During the performance tuning for Hive query, one area needs to be paid attention is the join type during the execution. Just like join types in Oracle, different types can have significantly different execution time. In the next few blogs, I am going to discuss the join types in Hive. The first join type is Common Join.
Common Join is the default join type in Hive, also called Shuffle Join, or Distributed Join or Sort Merged Join. During the join, all rows from the two tables are distributed to all nodes based on the join keys. In this way, the values from the same join keys end up on the same node. This join has a complete cycle of Map/Reduce.
How it works
1. In the map stage, mappers reads the tables and output the join-column value as the key. The key-value pairs are written into an intermediate file.
2. In the shuffle stage, these pairs are sorts and merged. All rows from the same key will be sent to the same reducer instance.
3. In the reduce stage, reducer gets the sorted data and performs the join.
The advantage of Common Join is that it works in any table size. But as shuffle is an expensive operation, it is quite resource intensive. If one or more join keys has significantly large proportion of the data, the corresponding reducers will be overloaded.

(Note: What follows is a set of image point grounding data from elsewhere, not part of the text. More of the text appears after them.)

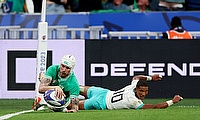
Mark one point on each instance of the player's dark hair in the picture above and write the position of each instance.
(142, 83)
(176, 22)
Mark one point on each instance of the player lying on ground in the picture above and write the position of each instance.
(62, 79)
(129, 97)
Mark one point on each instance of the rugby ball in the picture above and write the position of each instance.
(51, 98)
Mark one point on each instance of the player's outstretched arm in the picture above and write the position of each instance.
(166, 104)
(73, 106)
(154, 77)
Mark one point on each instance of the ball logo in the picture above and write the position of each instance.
(43, 37)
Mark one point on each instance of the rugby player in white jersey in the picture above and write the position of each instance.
(129, 97)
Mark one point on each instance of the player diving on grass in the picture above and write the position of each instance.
(62, 79)
(129, 97)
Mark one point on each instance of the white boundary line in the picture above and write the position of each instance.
(4, 117)
(14, 114)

The symptom of the issue is that majority of reducers have completed the join operation while a few reducers are still running. The total run time of the query is determined by the longest running reducer. Obviously this is a typical skewed data issue. I am going to discuss a special join just for this kind of skewed issue in a later blog.
How to Identify the Join
When using EXPLAIN command, you will see Join Operator just below Reduce Operator Tree.